Still not convinced? Let’s discuss teen sexting then, an emerging phenomenon which certainly wasn’t envisioned by lawmakers who defined child pornography offences in olden days, or even sextortion ones more recently. And yet examples abound of teenagers being threatened and even prosecuted as sex offenders for sharing nude pictures of themselves—paradoxically making each of them both the victim and the perpetrator40—such as this story from Knoxville in Iowa, in which as many as 25 high school students were investigated by the police for privately trading nude selfies and consequently faced misdemeanor charges.41 On that basis, about half of teenagers nowadays would be branded sex offenders.42 Believe it or not, this sexting teens legal shitstorm has been raging for many years and shows no sign of abating.
And if you think innocent perpetrators can just get away with it by keeping their private pictures, well, private, think again. Nowadays the risk of warrantless electronic device search and seizure by border authorities has made such levity particularly perilous.43 Imagine law enforcement confiscating your phone and sifting through your intimate pictures or questionable pornographic material looking for incriminating evidence, because this may indeed land you in jail next time you go through customs.

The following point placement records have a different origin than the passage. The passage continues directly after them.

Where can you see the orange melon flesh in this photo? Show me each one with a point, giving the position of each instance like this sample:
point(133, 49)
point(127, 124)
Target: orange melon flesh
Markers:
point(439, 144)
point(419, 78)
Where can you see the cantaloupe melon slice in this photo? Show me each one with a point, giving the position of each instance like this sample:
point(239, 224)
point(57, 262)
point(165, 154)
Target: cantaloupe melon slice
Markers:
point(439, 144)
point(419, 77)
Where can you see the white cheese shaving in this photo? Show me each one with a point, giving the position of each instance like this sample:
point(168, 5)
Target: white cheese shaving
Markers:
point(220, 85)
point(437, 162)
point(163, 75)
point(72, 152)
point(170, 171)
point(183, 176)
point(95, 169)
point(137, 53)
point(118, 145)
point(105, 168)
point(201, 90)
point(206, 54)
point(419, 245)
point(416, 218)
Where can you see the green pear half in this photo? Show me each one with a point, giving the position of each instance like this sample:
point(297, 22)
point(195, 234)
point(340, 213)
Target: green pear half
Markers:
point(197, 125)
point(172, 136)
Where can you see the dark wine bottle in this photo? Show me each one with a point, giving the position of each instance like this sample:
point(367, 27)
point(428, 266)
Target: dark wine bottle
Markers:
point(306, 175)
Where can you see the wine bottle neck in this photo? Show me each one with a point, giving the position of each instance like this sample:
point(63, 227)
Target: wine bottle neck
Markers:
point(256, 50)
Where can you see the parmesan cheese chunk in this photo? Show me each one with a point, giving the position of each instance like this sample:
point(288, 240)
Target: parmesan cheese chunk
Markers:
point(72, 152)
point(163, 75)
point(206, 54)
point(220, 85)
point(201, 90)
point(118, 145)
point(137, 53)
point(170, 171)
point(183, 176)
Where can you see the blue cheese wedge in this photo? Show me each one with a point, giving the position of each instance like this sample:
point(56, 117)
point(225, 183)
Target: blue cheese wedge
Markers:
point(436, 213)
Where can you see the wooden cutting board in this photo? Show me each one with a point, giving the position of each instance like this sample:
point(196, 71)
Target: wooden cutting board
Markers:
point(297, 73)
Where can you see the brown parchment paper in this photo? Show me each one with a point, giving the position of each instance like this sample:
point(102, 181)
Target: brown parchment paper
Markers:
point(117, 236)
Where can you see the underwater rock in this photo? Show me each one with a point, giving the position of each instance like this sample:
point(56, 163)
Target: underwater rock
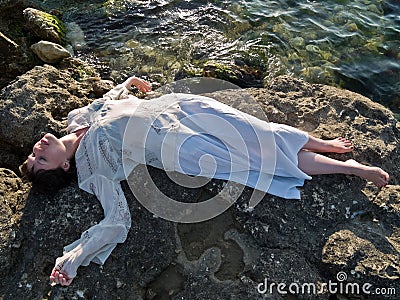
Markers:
point(50, 52)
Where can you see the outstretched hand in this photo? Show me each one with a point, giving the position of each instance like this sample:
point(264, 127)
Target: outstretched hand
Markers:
point(141, 84)
point(57, 277)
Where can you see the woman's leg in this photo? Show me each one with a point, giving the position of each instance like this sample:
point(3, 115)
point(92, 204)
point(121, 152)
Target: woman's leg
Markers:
point(338, 145)
point(315, 164)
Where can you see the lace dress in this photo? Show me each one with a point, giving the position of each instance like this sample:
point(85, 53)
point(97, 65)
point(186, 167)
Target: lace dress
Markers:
point(127, 132)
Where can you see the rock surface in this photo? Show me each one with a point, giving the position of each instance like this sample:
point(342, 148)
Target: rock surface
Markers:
point(44, 25)
point(341, 224)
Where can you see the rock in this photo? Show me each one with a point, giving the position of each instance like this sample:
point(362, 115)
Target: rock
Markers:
point(15, 56)
point(45, 26)
point(240, 75)
point(38, 102)
point(7, 46)
point(12, 196)
point(50, 52)
point(342, 226)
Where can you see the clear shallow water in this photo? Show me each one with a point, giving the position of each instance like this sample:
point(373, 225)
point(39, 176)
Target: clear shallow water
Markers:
point(352, 44)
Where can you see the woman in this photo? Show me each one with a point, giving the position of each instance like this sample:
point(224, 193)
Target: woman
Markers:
point(96, 141)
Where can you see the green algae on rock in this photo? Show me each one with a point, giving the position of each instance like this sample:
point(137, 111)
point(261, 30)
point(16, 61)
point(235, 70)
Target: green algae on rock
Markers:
point(44, 25)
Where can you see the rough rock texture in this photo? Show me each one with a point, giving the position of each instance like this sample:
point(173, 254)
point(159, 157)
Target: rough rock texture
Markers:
point(15, 56)
point(39, 101)
point(44, 25)
point(341, 224)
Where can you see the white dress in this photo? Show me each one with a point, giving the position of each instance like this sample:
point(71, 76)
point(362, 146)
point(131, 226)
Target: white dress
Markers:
point(171, 132)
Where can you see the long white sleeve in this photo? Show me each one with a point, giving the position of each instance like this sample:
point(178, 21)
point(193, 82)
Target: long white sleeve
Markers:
point(97, 243)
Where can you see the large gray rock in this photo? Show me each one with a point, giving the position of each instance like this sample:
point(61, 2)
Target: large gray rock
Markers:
point(341, 224)
point(39, 102)
point(44, 25)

This by the way illustrates how the impact of seemingly innocuous civil rights intrusion by the state amounts to more than the sum of its parts. American women were reduced to this realization in the aftermath of the Supreme Court’s aforementioned 2022 Dobbs decision which overturned precedents guaranteeing the right to abortion, when advocates reflected on the potential for online period tracking apps to provide evidence supporting abortion charges should the data be shared with state governments.44 To spell out the liability, this may even lead to criminal charges for miscarriage in certain states, either on suspicion that an illicit abortion took place or simply for improper disposal of human remains.45
Lavrentiy Beria, head of Joseph Stalin’s secret police, is commonly quoted stating: “Show me the man, and I’ll show you the crime.”46 This reduces everyone of us to a closet civil disobedience activist. The law just needs to catch up in acknowledgement that everyone is born a felon—even as it struggles not to regress back to the dark ages nor to devolve into a digital dystopia.